L-Store is a custom database management system (DBMS) implemented in Python, designed to demonstrate the core principles of modern storage architectures. It supports record versioning, merge/compaction, and transactional updates using a columnar layout. The system was built from the ground up to showcase how real-world databases maintain high performance and consistency under concurrent operations.
- Record versioning for multi-version concurrency control (MVCC)
- Merge and compaction process to reconcile base and tail records
- Transaction support with atomic updates and rollback mechanisms
- Columnar storage layout for efficient reads and analytics
- Indexing for fast record lookup by primary key
- Page-based buffer management to simulate physical storage
- Custom test harness for performance and correctness validation
- Python 3
- NumPy (for columnar storage optimization)
- Custom-built in-memory data structures (no external DB libraries)
- Modular architecture designed for extensibility and experimentation
The system simulates a hybrid storage model inspired by modern analytical databases.
Each table contains:
- Base pages: Immutable records for stable data.
- Tail pages: Append-only structures storing updates.
- Merge process: Periodically consolidates base and tail data to maintain performance and minimize fragmentation.
Transactions ensure atomic writes and consistency, while versioning enables isolation across concurrent operations.
Before running the system, ensure you have:
- Python 3.8+
- NumPy installed (
pip install numpy)
Optional (for testing):
- pytest for automated correctness checks
-
Clone the repository:
git clone https://github.com/your-username/L-Store-DBMS.git cd L-Store-DBMS -
Install dependencies:
pip install -r requirements.txt
-
Run the test harness:
python3 tester.py
This runs the built-in test suite to verify record insertion, updates, reads, and merges.
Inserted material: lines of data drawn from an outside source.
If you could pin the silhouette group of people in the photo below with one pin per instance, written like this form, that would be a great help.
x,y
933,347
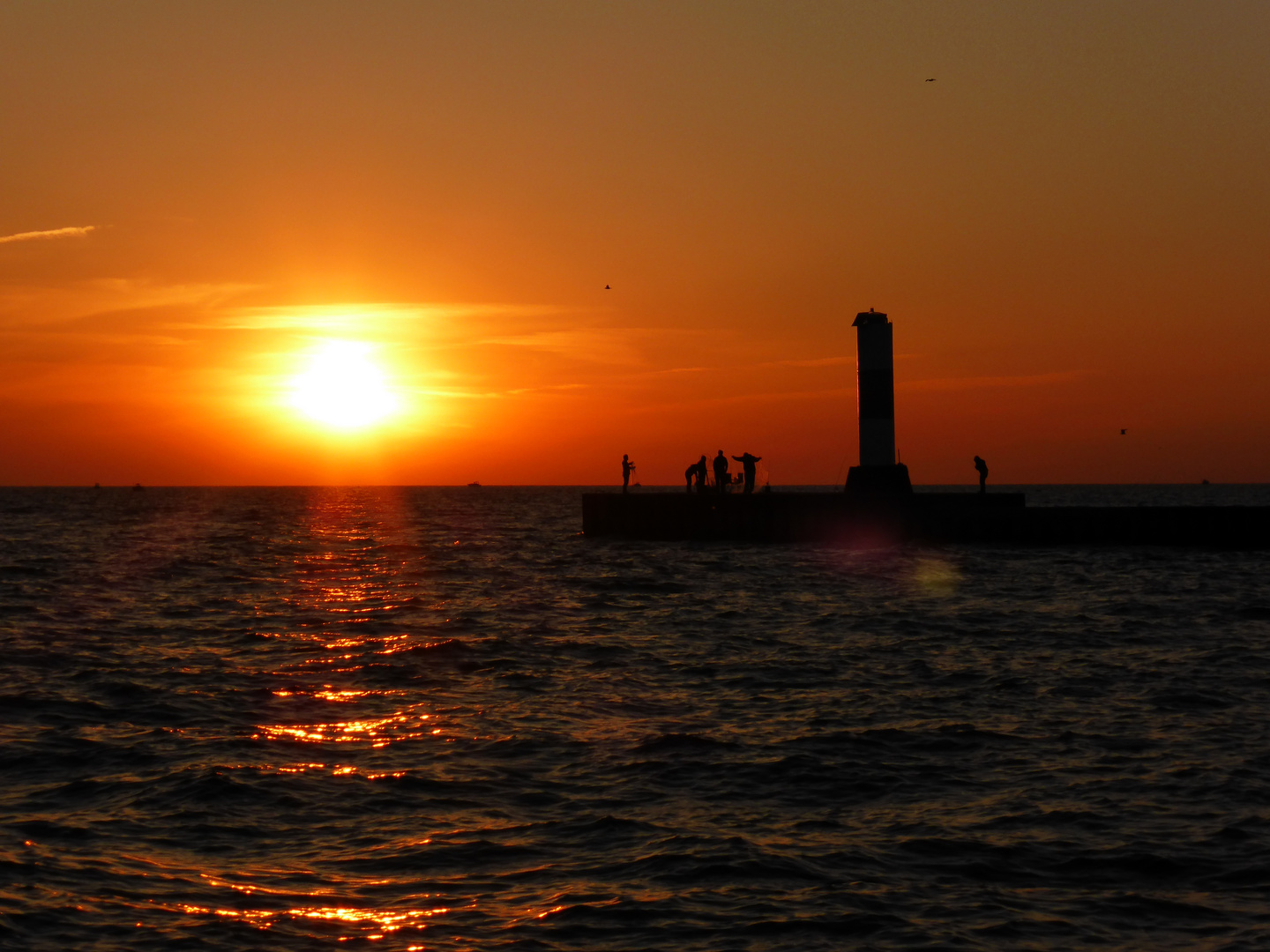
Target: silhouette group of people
x,y
696,476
You can interact with the system by importing its classes in a Python shell or script.
Example:
from lstore.db import Database
from lstore.table import Table
# Create a new database and table
db = Database()
grades_table = db.create_table('Grades', 5, 0)
# Insert records
grades_table.insert(1, 90, 95, 80, 100, 85)
# Update and read records
grades_table.update(1, 92, None, 85, None, 88)
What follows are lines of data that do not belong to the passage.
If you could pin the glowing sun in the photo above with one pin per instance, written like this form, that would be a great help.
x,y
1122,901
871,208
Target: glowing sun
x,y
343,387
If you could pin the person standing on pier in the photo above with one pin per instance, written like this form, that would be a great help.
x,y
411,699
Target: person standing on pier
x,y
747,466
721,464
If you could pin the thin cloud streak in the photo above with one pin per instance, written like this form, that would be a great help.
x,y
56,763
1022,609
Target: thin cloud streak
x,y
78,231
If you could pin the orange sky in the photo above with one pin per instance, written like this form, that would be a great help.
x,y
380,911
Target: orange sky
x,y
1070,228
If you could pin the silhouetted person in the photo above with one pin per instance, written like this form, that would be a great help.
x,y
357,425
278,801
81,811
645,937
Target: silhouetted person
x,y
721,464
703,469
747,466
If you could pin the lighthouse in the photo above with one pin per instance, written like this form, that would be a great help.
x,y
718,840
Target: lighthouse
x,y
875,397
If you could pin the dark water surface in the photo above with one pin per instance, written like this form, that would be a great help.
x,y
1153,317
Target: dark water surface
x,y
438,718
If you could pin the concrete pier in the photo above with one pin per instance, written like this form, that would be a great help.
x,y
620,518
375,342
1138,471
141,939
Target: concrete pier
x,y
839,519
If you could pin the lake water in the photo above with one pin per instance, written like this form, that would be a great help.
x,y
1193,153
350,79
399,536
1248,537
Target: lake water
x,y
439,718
record = grades_table.select(1, [1, 1, 1, 1, 1, 1])
print(record)Performance and correctness were validated using a custom test harness designed to simulate real-world workloads. The test suite measures:
- Insertion throughput: verifies efficient page allocation and indexing.
- Update latency: ensures version chains and merges maintain sublinear lookup time.
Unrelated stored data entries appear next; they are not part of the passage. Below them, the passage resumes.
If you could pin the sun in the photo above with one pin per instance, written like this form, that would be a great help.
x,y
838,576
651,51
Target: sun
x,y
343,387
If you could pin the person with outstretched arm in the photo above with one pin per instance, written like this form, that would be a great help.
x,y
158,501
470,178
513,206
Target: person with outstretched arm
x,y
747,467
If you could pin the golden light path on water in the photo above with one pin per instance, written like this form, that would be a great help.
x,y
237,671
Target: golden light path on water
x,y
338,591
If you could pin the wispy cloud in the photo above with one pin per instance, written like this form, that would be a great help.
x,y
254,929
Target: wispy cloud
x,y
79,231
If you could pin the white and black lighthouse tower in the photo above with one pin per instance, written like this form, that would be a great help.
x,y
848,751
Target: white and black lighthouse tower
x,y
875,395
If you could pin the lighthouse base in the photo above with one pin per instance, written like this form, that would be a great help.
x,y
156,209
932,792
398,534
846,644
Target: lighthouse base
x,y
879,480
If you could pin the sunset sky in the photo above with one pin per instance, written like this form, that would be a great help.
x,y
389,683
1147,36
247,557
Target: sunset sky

- Merge efficiency: evaluates compaction performance across various update frequencies.
- Transaction integrity: confirms atomicity and isolation under concurrent updates.
All test cases were designed to validate both logical correctness and performance stability over time. The system achieved high consistency under mixed read/write loads while maintaining correct version ordering and minimal merge overhead.
This project provides hands-on insight into how database engines handle data versioning, merging, and transactional consistency—the same core concepts underlying enterprise systems like PostgreSQL, SQL Server, and Snowflake.
It serves as a strong educational foundation for anyone studying database internals, storage design, or system-level performance optimization.
- The system is educational, not production-grade.
- Merge operations may take time depending on table size and update frequency.
- Data is stored in-memory by default but can be extended to use persistent storage.
This project is licensed under the Apache License. See the LICENSE file for details.